CampusFlow

Pandas

Data manipulation and analysis with DataFrames.

DataFrames & Series

A Series is a labeled 1-D array. A DataFrame is a 2-D table with rows and columns, the primary Pandas data structure. Both are built on NumPy arrays.

import pandas as pd
import numpy as np

# Series
s = pd.Series([10, 20, 30], index=["a", "b", "c"])
print(s["b"])  # 20

# DataFrame
df = pd.DataFrame({
    "name": ["Alice", "Bob", "Charlie", "Diana"],
    "age": [25, 30, 35, 28],
    "salary": [70000, 80000, 120000, 90000]
})
print(df.head())
print(df.dtypes)
print(df.describe())

Reading & Writing Data

Pandas can read and write from CSV, Excel, SQL databases, JSON, Parquet, and many other formats with a consistent API.

import pandas as pd

# CSV (most common)
df = pd.read_csv("data.csv")
df.to_csv("clean_data.csv", index=False)

# Excel (needs openpyxl or xlrd)
df = pd.read_excel("data.xlsx", sheet_name="Sheet1")
df.to_excel("output.xlsx", sheet_name="Results", index=False)

# SQL (needs SQLAlchemy)
from sqlalchemy import create_engine
engine = create_engine("sqlite:///database.db")
df = pd.read_sql("SELECT * FROM orders", engine)
df.to_sql("orders_clean", engine, if_exists="replace")

# JSON
df = pd.read_json("data.json")
df.to_json("output.json", orient="records")

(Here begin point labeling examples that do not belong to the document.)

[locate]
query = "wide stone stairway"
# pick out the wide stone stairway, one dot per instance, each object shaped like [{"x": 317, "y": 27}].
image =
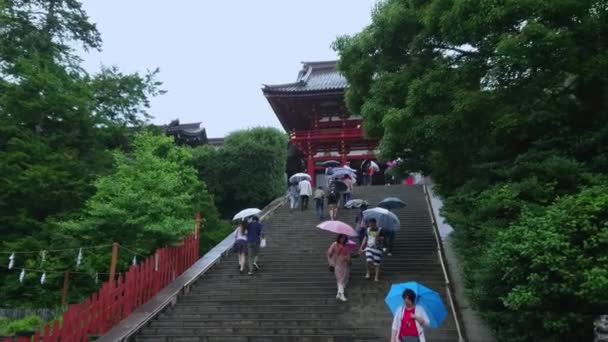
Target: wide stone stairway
[{"x": 292, "y": 298}]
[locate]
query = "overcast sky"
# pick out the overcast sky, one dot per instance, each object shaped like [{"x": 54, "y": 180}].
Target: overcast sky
[{"x": 214, "y": 56}]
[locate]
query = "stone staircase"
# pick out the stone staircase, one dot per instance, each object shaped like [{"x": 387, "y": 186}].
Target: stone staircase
[{"x": 293, "y": 297}]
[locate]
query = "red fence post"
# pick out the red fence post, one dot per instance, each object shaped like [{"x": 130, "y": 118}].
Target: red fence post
[{"x": 118, "y": 298}]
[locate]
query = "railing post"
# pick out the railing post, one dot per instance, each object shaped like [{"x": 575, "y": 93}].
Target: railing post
[
  {"x": 113, "y": 261},
  {"x": 64, "y": 292}
]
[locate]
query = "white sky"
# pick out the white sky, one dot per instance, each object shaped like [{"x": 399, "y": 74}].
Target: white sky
[{"x": 214, "y": 56}]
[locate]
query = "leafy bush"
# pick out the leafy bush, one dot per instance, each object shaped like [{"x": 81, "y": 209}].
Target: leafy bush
[
  {"x": 248, "y": 171},
  {"x": 549, "y": 271},
  {"x": 11, "y": 327},
  {"x": 504, "y": 105}
]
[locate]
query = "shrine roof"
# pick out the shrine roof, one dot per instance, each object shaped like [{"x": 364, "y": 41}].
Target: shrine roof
[{"x": 314, "y": 77}]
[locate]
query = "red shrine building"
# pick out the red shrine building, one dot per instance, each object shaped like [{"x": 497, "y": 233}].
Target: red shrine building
[{"x": 313, "y": 112}]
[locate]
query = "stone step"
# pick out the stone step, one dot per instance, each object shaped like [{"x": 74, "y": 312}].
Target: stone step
[
  {"x": 259, "y": 338},
  {"x": 292, "y": 298},
  {"x": 253, "y": 331}
]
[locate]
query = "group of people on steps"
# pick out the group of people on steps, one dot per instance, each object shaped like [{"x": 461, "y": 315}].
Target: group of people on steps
[
  {"x": 248, "y": 238},
  {"x": 410, "y": 319}
]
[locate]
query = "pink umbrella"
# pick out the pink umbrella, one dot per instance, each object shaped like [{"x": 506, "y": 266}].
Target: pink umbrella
[
  {"x": 337, "y": 227},
  {"x": 351, "y": 244}
]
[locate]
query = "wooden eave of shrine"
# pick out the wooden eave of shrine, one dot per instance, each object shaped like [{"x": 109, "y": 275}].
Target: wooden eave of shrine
[{"x": 317, "y": 92}]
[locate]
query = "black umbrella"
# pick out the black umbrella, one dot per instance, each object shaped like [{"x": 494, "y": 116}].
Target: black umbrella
[
  {"x": 356, "y": 203},
  {"x": 391, "y": 203},
  {"x": 330, "y": 163},
  {"x": 340, "y": 186}
]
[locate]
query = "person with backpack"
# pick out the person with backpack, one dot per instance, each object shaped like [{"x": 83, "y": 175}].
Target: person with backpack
[
  {"x": 372, "y": 246},
  {"x": 332, "y": 202},
  {"x": 240, "y": 244},
  {"x": 338, "y": 256},
  {"x": 255, "y": 235},
  {"x": 319, "y": 196},
  {"x": 361, "y": 224}
]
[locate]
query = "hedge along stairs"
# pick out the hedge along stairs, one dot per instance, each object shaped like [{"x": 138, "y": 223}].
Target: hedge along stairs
[{"x": 292, "y": 298}]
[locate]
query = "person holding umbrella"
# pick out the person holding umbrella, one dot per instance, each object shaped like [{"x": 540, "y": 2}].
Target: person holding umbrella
[
  {"x": 294, "y": 194},
  {"x": 305, "y": 193},
  {"x": 240, "y": 244},
  {"x": 409, "y": 320},
  {"x": 338, "y": 256},
  {"x": 255, "y": 235},
  {"x": 371, "y": 245}
]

Data Cleaning & Missing Values

Real-world data is messy. Pandas provides tools to detect and handle missing values, remove duplicates, fix data types, and transform columns.

import pandas as pd
import numpy as np

df = pd.DataFrame({
    "A": [1, 2, np.nan, 4, 5],
    "B": [np.nan, 2, 3, np.nan, 5],
    "C": ["x", "y", "y", "x", "y"]
})

# Detect missing
print(df.isnull().sum())

# Drop missing
df_dropped = df.dropna()

# Fill missing
df_filled = df.fillna({
    "A": df["A"].mean(),
    "B": 0
})

# Forward fill
df_ffill = df.fillna(method="ffill")

# Duplicates
df[df.duplicated(subset=["C"], keep=False)]
df_clean = df.drop_duplicates()

# Type conversion
df["A"] = df["A"].astype("int32")

GroupBy, Merge & Join

GroupBy enables split-apply-combine operations for aggregation. Merge and Join combine multiple DataFrames on keys, similar to SQL JOINs.

import pandas as pd

# GroupBy
df = pd.DataFrame({
    "department": ["Sales", "Eng", "Sales", "Eng", "HR"],
    "salary": [70000, 95000, 80000, 110000, 65000]
})
grouped = df.groupby("department")["salary"]
print(grouped.mean())
print(grouped.agg(["mean", "std", "count"]))

# Merge (SQL-style joins)
orders = pd.DataFrame({
    "order_id": [1, 2, 3],
    "customer_id": [101, 102, 101]
})
customers = pd.DataFrame({
    "customer_id": [101, 102, 103],
    "name": ["Alice", "Bob", "Charlie"]
})
merged = pd.merge(orders, customers, on="customer_id", how="inner")
print(merged)

# Concat
df1 = pd.DataFrame({"A": [1, 2]})
df2 = pd.DataFrame({"A": [3, 4]})
combined = pd.concat([df1, df2], ignore_index=True)

Interview Questions

Q: What is the difference between a Series and a DataFrame?

A Series is a 1-D labeled array (like a single column). A DataFrame is a 2-D labeled data structure with rows and columns, essentially a collection of Series sharing the same index.

Q: How do you handle missing values in Pandas?

Use `df.isnull()` to detect, `df.dropna()` to remove, and `df.fillna(value)` to impute. Strategy depends on context: drop rows with too many missing, fill with mean/median for numeric, or forward-fill for time series.

Q: Explain the difference between merge, join, and concat.

`merge` combines DataFrames on columns (SQL-style). `join` combines on indices. `concat` stacks DataFrames along rows or columns without requiring a key.

Q: What is the GroupBy operation and how does it work?

GroupBy follows split-apply-combine: split data into groups based on a key, apply a function (aggregation, transformation, or filtering) to each group, and combine the results into a new DataFrame.